4 Min Read

Awe-Inspiring: ENLIGHTENMENT by Joe Paradise Lui

Retelling the story of Sun Wukong performed in English with Chinese subtitles, ENLIGHTENMENT by Joe Paradise Lui explores a wide variety of themes within this classic narrative. Covering issues such as sexual assault, police brutality, and institutionalised racism sounds like a heavy delivery that you might need to brace yourself before viewing. However, the subtle and delicate storytelling within Joe’s script, along with Marcel Dorney’s careful direction have enabled this substantive offering to not be overwhelming. Viewers can walk in with whatever experiences they may have which taint their perception of this story, and every single interpretation is correct. Until it’s not.

I spent the entire show so keen to hate on the racist and misogynistic police officer played by Connor Gallacher, and yet I didn’t walk out bloated with the burden of bitterness. Connor’s performance was chilling. The exploration of the grief within his character’s death twisted my perception to ponder the complex and unprescribed nature of grieving. As much as that character’s actions were abhorrent, you can’t help but sympathise when his professional partner grieves his death.

Merlynn Tong in ENLIGHTENMENT photography by Devika Bilimori.

I could go on to tell you a summary of each character arc and how well the actors portrayed them. I chose just one character to give insight into a consistent approach across the whole show. It was written in such a way that no single element of the story stood out. Despite the heavy themes, one theme did not overpower the others, each theme was explored equally and given the level of importance they respectively deserve. This allows the viewer to be guided by their own expectations or biases. While some content may be triggering, and content warnings do exist, the messages are not delivered forcefully. Nor are you enticed or manipulated to pay credence to any particular element. Until you are. Whichever character or theme you are drawn to in your viewing, there will be a plot twist that will challenge your opinion of the entire story. There is no antagonist, nor protagonist. By the time it’s finished, you won’t know how you feel about the characters. Marcel’s direction did well in honouring this delicate storytelling, which is evident by having recieved the Green Room award for best ensemble.

Emily Tomlins in ENLIGHTENMENT, production design by Cherish Marrington. Photography by Devika Bilimori.

The production design by Cherish Marrington manifested a refined and subtle oriental style.
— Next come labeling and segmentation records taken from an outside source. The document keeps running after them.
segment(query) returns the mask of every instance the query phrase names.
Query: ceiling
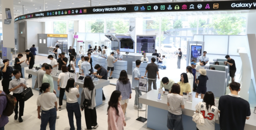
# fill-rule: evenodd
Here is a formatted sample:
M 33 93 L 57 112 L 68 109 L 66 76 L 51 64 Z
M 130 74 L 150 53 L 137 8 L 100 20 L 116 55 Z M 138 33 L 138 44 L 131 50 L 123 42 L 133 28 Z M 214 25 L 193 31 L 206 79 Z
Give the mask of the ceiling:
M 226 0 L 226 1 L 227 0 Z M 1 2 L 1 0 L 0 2 Z M 126 4 L 140 4 L 150 3 L 161 3 L 172 2 L 184 2 L 191 1 L 214 1 L 212 0 L 90 0 L 92 6 L 104 6 L 107 5 L 122 5 Z M 215 0 L 216 1 L 216 0 Z M 90 6 L 90 0 L 13 0 L 13 12 L 14 16 L 39 12 L 41 7 L 44 11 L 44 4 L 46 10 L 75 8 Z M 20 2 L 20 3 L 19 3 Z M 46 4 L 47 3 L 47 4 Z M 24 9 L 23 8 L 23 6 Z M 0 11 L 2 11 L 2 6 Z

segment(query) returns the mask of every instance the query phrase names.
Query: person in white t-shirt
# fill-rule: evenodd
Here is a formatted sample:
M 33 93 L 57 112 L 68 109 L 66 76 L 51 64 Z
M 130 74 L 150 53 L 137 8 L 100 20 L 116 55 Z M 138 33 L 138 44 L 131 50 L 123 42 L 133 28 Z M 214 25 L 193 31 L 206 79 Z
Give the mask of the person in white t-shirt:
M 48 56 L 48 58 L 51 60 L 50 64 L 52 66 L 52 69 L 54 70 L 54 71 L 58 70 L 58 62 L 57 62 L 57 60 L 54 59 L 52 55 Z
M 218 110 L 215 106 L 214 95 L 211 91 L 204 95 L 202 102 L 200 102 L 195 107 L 196 113 L 200 113 L 204 116 L 204 124 L 196 124 L 197 130 L 215 130 L 215 120 L 219 120 Z
M 62 100 L 65 93 L 65 88 L 67 85 L 67 81 L 71 77 L 70 74 L 68 71 L 67 66 L 63 65 L 61 66 L 62 73 L 60 73 L 58 79 L 58 90 L 60 91 L 60 97 L 59 97 L 59 111 L 61 110 L 61 106 L 62 105 Z M 61 85 L 60 86 L 60 81 L 61 81 Z
M 67 81 L 66 80 L 66 81 Z M 65 89 L 65 92 L 67 96 L 67 106 L 66 108 L 68 111 L 69 125 L 70 126 L 70 129 L 75 129 L 73 117 L 74 114 L 76 120 L 77 130 L 82 130 L 81 111 L 77 99 L 77 98 L 79 98 L 80 95 L 78 91 L 79 85 L 77 85 L 75 87 L 75 80 L 74 79 L 69 79 L 68 80 L 67 85 Z
M 39 91 L 41 93 L 43 91 L 43 93 L 37 98 L 38 118 L 41 119 L 41 130 L 46 130 L 48 123 L 50 130 L 55 129 L 58 111 L 57 97 L 55 93 L 50 92 L 50 89 L 49 83 L 43 83 Z M 40 115 L 40 109 L 41 107 L 42 114 Z
M 188 75 L 188 83 L 190 85 L 190 89 L 191 91 L 194 89 L 193 88 L 194 83 L 194 76 L 193 75 L 193 72 L 192 72 L 192 67 L 191 66 L 188 66 L 186 68 L 186 70 L 187 71 L 187 75 Z

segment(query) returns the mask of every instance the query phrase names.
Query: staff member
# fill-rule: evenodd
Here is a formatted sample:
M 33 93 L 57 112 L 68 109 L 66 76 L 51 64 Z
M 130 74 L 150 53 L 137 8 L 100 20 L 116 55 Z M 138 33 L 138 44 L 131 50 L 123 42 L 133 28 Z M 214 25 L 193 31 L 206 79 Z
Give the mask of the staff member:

The wheelchair seating in the back didn’t provide the best angle to align with the artwork projected on the curtains, however everything else was too impressive to be tainted by something such as that. This includes the artwork itself. 巴丢草 (Badiucao) illustrations provided neon imagery preparing the viewers for each scene. The chopsticks picking up a broken eggplant is now burned into my retina, and every time I think about it, I relish in the pathetic fragility of the male ego.

The high production value is maintained in Joe’s lighting design, with beautifully effortless gradients flowing between red and blue in a way that makes it impossible to tell when the colour switched. Joe is a savant who incorporates various colour concepts to their lighting design. After a blue, red gradient caressed my eyeballs, a stygian response was initiated. A yellow light on Alice Qin’s face before fading to black stimulated my eyes in ways I’ve never experienced before.
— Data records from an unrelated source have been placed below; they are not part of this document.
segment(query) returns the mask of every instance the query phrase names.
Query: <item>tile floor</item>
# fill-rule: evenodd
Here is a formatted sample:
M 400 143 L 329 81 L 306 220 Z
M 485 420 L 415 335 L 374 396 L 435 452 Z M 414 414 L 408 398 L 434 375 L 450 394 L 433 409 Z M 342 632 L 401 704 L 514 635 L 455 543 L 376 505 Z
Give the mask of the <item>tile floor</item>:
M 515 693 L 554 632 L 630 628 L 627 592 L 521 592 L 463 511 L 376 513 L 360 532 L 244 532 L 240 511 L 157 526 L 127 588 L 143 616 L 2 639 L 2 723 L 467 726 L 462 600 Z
Alice Qin, Merlynn Tong in ENLIGHTENMENT photography by Devika Bilimori.

My take on this performance is just one of an endless array of potential experiences you might have watching this show. For friends that grew up listening to the Monkey King story, their varying opinions of the retelling showed just how rich ENLIGHTENMENT is. As someone who was exposed to the story for the first time via this retelling, I sat in that room comfortably embracing the uncomfortable topics discussed on the foundation of an old tale. The biases I brought into the show are probably obvious based on which elements I chose to write about. However, that does not mean that any performances stood out, nor any themes were given more stage time. The onus of perception is entirely on the viewer. Whichever biases you bring in, I guarantee they will be challenged. I AM IN AWE.

Joe Paradise Lui’s ENLIGHTENMENT is on for two more nights Dec 16-17 at The State Theatre Centre’s Studio Underground.